Spotify gets visceral
Spotify has undergone a crucial change in brand positioning, it wants to be seen as a music brand, rather than a tech firm.
After consecutive gigs at South by Southwest (SXSW) and Advertising Week Europe, the brand is putting itself out there as a part of the live music scene and is making sure that it is critically associated with the modern music industry.
At SXSW Spotify unveiled a new visual identity that’s been a year in the making. The new identity was created by a New York design firm named Collins. Leland Maschmeyer, Collins’ founding partner and executive creative director, says that the new system can be taken anywhere, he says, “We pressure tested the system with tiny mobile ads on tiny mobile screens.”
The previous Spotify brand almost entirely consisted of the widely-recognised green logo which, though suitable as a smartphone icon, did not lend itself to the brand’s touchpoints on the heavily visual social media sites popular with its target audiences, such as Facebook and Instagram. The music streaming service required a more comprehensive visual identity.
The new brand identity targets Spotify’s core audience; millennials. Avoiding the cold, abstract symbols that technology companies often become associated with, Spotify is portraying itself as a music brand that is as fresh and lively as music culture itself.

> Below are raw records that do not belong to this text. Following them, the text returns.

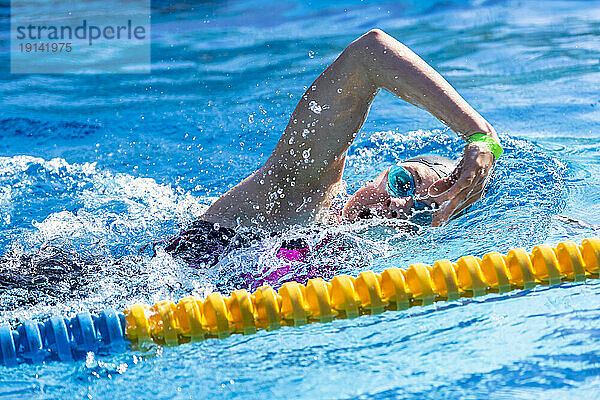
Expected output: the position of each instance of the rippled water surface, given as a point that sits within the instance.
(93, 168)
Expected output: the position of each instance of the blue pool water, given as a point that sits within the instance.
(103, 165)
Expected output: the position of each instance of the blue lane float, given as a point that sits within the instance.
(63, 339)
(192, 319)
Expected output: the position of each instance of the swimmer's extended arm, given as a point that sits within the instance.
(333, 109)
(309, 158)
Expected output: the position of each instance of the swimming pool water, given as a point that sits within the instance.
(103, 165)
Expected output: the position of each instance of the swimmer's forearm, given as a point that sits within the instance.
(392, 65)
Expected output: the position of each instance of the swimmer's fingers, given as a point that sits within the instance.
(451, 209)
(460, 186)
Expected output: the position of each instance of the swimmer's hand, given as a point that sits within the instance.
(464, 186)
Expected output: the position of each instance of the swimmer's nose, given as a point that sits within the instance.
(398, 207)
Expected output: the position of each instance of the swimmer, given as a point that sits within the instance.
(297, 183)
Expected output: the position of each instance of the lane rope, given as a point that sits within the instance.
(192, 319)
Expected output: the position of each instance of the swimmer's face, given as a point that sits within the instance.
(373, 199)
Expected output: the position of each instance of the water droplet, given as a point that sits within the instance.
(314, 107)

Millennials are highly visual and passionate about co-creation and the new identity enables this.
Alexandra Tanguay, Spotify’s global brand director, says, “Lots of companies are targeting this audience. But for us, it’s unique. Our founders are millennials, our audience are millennials. We listen to them, we talk to them and we interact with them for hours every day. The simple language we were using wasn’t capturing the energy and power we have with that audience.”
The new visual identity has a broader colour palette and uses bursting shapes that represent the visceral feelings that people often experience when they listen to music. Photography can be easily adapted by specially-designed software called, ‘The Colorizer’, which automatically makes any image instantly on-brand even without using the logo. The software programme incorporates duotone colouring and graphics, which take inspiration from 1960s album covers and concert posters.
Maschmeyer says, “The software automatically duotones photos. It draws from a very robust, but select, colour palette and every image you output is always on brand. Not only is it fun, it addressed another problem: Spotify has so much content to process that to have software do the heavy lifting was fantastic.”
Since Spotify has to work with the same label-provided images as its competitors the duotone system is a great way to reinterpret those images so that they’re recognisably on-brand.